14. M. B fait valoir qu'il souhaite ardemment voir sa demande d'asile examinée en France, pays de liberté religieuse et d'éducation. Toutefois, ces seuls éléments ne caractérisent, ni une erreur manifeste d'appréciation du préfet qui n'a pas appliqué les dispositions de l'article 17 du règlement cité ci-dessus, ni une atteinte disproportionnée au droit de l'intéressé au respect de sa vie privée et familiale.

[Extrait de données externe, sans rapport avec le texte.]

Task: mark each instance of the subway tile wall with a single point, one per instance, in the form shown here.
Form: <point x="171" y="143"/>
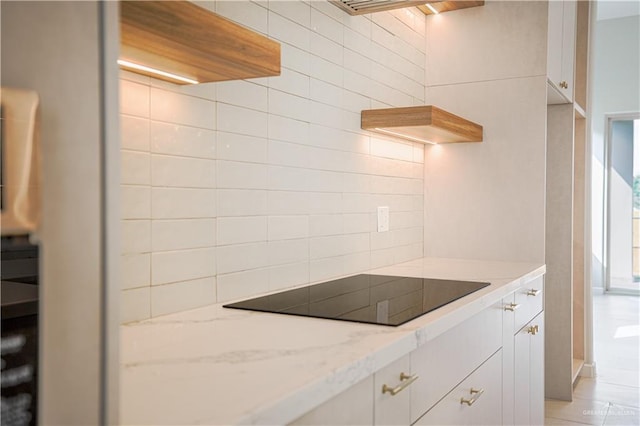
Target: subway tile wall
<point x="237" y="188"/>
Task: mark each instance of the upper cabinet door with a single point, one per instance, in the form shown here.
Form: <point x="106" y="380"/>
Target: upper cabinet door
<point x="561" y="50"/>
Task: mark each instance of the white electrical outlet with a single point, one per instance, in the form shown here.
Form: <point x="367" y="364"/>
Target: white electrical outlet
<point x="383" y="219"/>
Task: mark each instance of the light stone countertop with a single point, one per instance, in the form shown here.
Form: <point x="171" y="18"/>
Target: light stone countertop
<point x="219" y="366"/>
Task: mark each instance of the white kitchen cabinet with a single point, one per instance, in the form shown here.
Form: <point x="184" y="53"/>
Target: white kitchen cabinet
<point x="523" y="355"/>
<point x="489" y="369"/>
<point x="354" y="406"/>
<point x="391" y="393"/>
<point x="475" y="401"/>
<point x="528" y="373"/>
<point x="446" y="360"/>
<point x="561" y="42"/>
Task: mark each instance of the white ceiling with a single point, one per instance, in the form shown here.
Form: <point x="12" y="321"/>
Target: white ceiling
<point x="612" y="9"/>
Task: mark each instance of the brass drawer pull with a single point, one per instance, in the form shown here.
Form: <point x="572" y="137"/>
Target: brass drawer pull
<point x="512" y="307"/>
<point x="477" y="392"/>
<point x="405" y="382"/>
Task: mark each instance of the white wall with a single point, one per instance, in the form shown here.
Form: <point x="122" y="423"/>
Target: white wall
<point x="615" y="89"/>
<point x="238" y="188"/>
<point x="621" y="200"/>
<point x="487" y="200"/>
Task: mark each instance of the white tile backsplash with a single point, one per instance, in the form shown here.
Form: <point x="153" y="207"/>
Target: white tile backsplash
<point x="182" y="234"/>
<point x="182" y="265"/>
<point x="242" y="202"/>
<point x="182" y="109"/>
<point x="183" y="203"/>
<point x="238" y="230"/>
<point x="136" y="270"/>
<point x="236" y="188"/>
<point x="182" y="172"/>
<point x="135" y="202"/>
<point x="176" y="297"/>
<point x="288" y="227"/>
<point x="136" y="168"/>
<point x="174" y="139"/>
<point x="134" y="133"/>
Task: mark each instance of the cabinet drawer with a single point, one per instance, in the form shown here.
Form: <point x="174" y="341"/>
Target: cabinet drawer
<point x="530" y="299"/>
<point x="392" y="403"/>
<point x="354" y="406"/>
<point x="446" y="360"/>
<point x="475" y="401"/>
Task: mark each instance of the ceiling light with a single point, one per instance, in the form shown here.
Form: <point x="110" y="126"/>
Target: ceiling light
<point x="158" y="73"/>
<point x="431" y="8"/>
<point x="404" y="136"/>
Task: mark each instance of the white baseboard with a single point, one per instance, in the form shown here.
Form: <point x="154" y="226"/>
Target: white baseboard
<point x="588" y="370"/>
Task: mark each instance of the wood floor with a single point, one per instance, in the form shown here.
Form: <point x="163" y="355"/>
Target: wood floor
<point x="613" y="396"/>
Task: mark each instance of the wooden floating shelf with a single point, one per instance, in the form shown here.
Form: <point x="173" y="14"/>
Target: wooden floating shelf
<point x="448" y="6"/>
<point x="183" y="39"/>
<point x="361" y="7"/>
<point x="428" y="124"/>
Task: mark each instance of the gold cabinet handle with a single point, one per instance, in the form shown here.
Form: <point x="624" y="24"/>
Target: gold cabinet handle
<point x="512" y="307"/>
<point x="477" y="394"/>
<point x="405" y="380"/>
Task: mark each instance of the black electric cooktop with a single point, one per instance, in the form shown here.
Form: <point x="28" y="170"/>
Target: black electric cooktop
<point x="375" y="299"/>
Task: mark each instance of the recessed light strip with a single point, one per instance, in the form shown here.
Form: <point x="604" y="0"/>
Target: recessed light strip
<point x="431" y="8"/>
<point x="133" y="66"/>
<point x="403" y="136"/>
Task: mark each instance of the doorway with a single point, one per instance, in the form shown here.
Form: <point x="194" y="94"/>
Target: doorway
<point x="622" y="204"/>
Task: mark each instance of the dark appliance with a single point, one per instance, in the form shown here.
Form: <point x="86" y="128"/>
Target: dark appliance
<point x="375" y="299"/>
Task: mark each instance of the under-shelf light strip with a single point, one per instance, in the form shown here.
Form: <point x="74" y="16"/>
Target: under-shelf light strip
<point x="431" y="8"/>
<point x="403" y="136"/>
<point x="131" y="65"/>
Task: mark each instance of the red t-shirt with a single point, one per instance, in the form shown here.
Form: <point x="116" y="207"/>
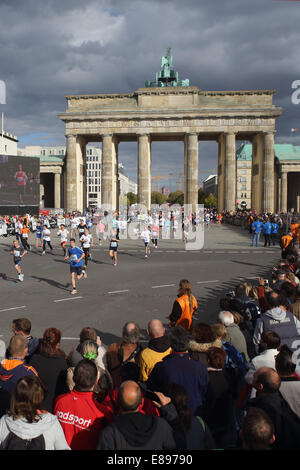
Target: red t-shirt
<point x="82" y="419"/>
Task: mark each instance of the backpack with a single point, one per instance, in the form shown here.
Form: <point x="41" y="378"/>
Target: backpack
<point x="14" y="442"/>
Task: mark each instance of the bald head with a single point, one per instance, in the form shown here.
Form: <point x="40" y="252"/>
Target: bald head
<point x="129" y="396"/>
<point x="155" y="329"/>
<point x="266" y="380"/>
<point x="18" y="346"/>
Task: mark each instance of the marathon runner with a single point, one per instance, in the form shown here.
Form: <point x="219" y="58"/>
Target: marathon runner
<point x="63" y="234"/>
<point x="87" y="241"/>
<point x="18" y="252"/>
<point x="145" y="236"/>
<point x="46" y="239"/>
<point x="113" y="247"/>
<point x="76" y="256"/>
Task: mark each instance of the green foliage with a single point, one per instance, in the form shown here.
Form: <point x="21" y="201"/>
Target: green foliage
<point x="131" y="198"/>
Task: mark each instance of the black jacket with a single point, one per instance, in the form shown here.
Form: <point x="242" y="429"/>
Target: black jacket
<point x="52" y="371"/>
<point x="286" y="422"/>
<point x="137" y="431"/>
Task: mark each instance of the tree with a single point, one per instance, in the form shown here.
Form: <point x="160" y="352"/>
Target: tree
<point x="131" y="198"/>
<point x="158" y="198"/>
<point x="210" y="201"/>
<point x="176" y="197"/>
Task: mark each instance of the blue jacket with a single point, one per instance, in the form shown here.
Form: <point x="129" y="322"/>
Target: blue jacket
<point x="257" y="226"/>
<point x="180" y="369"/>
<point x="268" y="228"/>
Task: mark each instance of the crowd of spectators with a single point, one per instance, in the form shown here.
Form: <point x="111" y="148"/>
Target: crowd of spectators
<point x="233" y="384"/>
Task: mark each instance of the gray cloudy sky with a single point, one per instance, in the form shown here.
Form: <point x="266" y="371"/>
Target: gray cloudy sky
<point x="50" y="48"/>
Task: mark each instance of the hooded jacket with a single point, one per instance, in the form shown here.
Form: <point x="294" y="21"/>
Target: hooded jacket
<point x="277" y="319"/>
<point x="157" y="349"/>
<point x="48" y="426"/>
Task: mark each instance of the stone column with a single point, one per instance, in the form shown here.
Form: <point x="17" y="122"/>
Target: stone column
<point x="108" y="172"/>
<point x="57" y="187"/>
<point x="71" y="202"/>
<point x="268" y="173"/>
<point x="278" y="194"/>
<point x="230" y="172"/>
<point x="283" y="192"/>
<point x="144" y="170"/>
<point x="221" y="171"/>
<point x="191" y="168"/>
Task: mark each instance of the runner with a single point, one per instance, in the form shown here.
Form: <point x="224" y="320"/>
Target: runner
<point x="39" y="234"/>
<point x="18" y="252"/>
<point x="76" y="256"/>
<point x="63" y="233"/>
<point x="113" y="247"/>
<point x="24" y="233"/>
<point x="87" y="241"/>
<point x="46" y="239"/>
<point x="81" y="228"/>
<point x="145" y="236"/>
<point x="100" y="231"/>
<point x="155" y="233"/>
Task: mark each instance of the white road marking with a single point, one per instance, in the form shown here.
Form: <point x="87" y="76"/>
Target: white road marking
<point x="69" y="298"/>
<point x="118" y="291"/>
<point x="205" y="282"/>
<point x="164" y="285"/>
<point x="12" y="308"/>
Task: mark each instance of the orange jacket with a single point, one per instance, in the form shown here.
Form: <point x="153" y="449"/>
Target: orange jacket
<point x="186" y="317"/>
<point x="286" y="241"/>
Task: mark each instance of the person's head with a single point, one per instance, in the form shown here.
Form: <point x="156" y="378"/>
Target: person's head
<point x="89" y="349"/>
<point x="202" y="333"/>
<point x="219" y="331"/>
<point x="179" y="339"/>
<point x="18" y="347"/>
<point x="216" y="358"/>
<point x="240" y="291"/>
<point x="85" y="376"/>
<point x="87" y="333"/>
<point x="257" y="432"/>
<point x="185" y="287"/>
<point x="284" y="362"/>
<point x="269" y="340"/>
<point x="21" y="326"/>
<point x="129" y="396"/>
<point x="50" y="342"/>
<point x="27" y="399"/>
<point x="266" y="380"/>
<point x="155" y="329"/>
<point x="226" y="318"/>
<point x="131" y="333"/>
<point x="180" y="399"/>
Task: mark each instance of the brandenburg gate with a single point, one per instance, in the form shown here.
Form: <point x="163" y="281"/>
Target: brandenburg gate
<point x="171" y="110"/>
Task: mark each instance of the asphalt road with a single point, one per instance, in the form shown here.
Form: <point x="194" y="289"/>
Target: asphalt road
<point x="138" y="289"/>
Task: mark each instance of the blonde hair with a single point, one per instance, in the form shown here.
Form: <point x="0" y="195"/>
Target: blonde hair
<point x="219" y="330"/>
<point x="185" y="288"/>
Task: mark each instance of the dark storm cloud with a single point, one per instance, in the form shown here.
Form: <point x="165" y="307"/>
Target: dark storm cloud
<point x="51" y="48"/>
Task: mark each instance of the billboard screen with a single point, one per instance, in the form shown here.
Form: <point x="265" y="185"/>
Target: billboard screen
<point x="19" y="181"/>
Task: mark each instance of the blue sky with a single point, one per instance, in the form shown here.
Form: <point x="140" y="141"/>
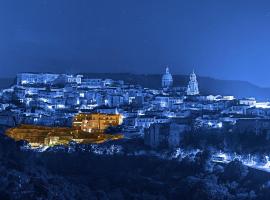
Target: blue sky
<point x="222" y="39"/>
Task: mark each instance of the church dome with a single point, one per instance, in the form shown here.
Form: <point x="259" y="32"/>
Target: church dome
<point x="167" y="79"/>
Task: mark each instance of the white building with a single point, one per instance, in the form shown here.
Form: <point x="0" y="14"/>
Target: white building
<point x="167" y="80"/>
<point x="193" y="88"/>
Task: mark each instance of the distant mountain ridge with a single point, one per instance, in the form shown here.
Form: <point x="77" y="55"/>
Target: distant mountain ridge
<point x="207" y="85"/>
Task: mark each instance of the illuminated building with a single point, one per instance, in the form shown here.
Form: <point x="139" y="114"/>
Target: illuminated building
<point x="38" y="136"/>
<point x="32" y="78"/>
<point x="167" y="80"/>
<point x="96" y="122"/>
<point x="193" y="88"/>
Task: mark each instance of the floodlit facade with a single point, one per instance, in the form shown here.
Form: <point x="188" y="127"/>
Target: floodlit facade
<point x="167" y="80"/>
<point x="193" y="88"/>
<point x="39" y="136"/>
<point x="96" y="122"/>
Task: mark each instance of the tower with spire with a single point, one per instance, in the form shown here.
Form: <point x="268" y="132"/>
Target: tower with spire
<point x="167" y="80"/>
<point x="192" y="88"/>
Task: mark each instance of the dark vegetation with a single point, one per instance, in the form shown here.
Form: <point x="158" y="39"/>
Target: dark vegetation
<point x="240" y="142"/>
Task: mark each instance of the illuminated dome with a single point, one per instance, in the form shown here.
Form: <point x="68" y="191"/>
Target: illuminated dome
<point x="167" y="79"/>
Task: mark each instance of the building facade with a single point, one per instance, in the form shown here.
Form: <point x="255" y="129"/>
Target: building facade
<point x="192" y="88"/>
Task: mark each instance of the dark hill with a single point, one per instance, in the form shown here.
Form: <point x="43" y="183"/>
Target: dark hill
<point x="206" y="85"/>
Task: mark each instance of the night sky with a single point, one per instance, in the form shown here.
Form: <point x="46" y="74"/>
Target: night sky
<point x="227" y="39"/>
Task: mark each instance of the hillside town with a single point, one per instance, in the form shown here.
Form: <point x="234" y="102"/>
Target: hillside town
<point x="160" y="116"/>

En ce qui concerne l'arrêté portant assignation à résidence :

15. Il résulte de ce qui a été dit ci-dessus que M. B n'est pas fondé à soutenir que la décision portant assignation à résidence serait privée de base légale du fait de l'illégalité de l'arrêté portant remise aux autorités italiennes.

16. Il résulte de tout ce qui précède que les conclusions à fin d'annulation des arrêtés attaqués doivent être rejetées.

Sur les conclusions à fin d'injonction :

17. Le présent jugement, qui rejette les conclusions à fin d'annulation, n'implique aucune mesure d'exécution. Il suit de là que les conclusions à fin d'injonction doivent également être rejetées.

Sur les frais liés au litige :

18. Les dispositions de l'article L. 761-1 du code de justice administrative et de l'article 37 de la loi du 10 juillet 1991 font obstacle à ce que la somme demandée par M. B au titre des frais exposés et non compris dans les dépens soit mise à la charge de l'Etat qui n'est pas, dans la présente instance, la partie perdante.

D E C I D E :

Article 1er : M. B est admis au bénéfice de l'aide juridictionnelle provisoire.

Article 2 : Le surplus des conclusions de la requête n° 2402780 est rejeté.

Article 3 : Le présent jugement sera notifié à M. A B et au préfet du Doubs.

Copie en sera adressée au préfet de la Côte-d'Or, au ministre de l'intérieur et des outre-mer et au bureau d'aide juridictionnelle.

Rendu public par mise à disposition au greffe le 27 août 2024.

Le magistrat désigné,

S. Blacher La greffière,

L. Lelong

La République mande et ordonne au préfet du Doubs, en ce qui le concerne, ou à tous commissaires de justice à ce requis en ce qui concerne les voies de droit commun contre les parties privées, de pourvoir à l'exécution de la présente décision.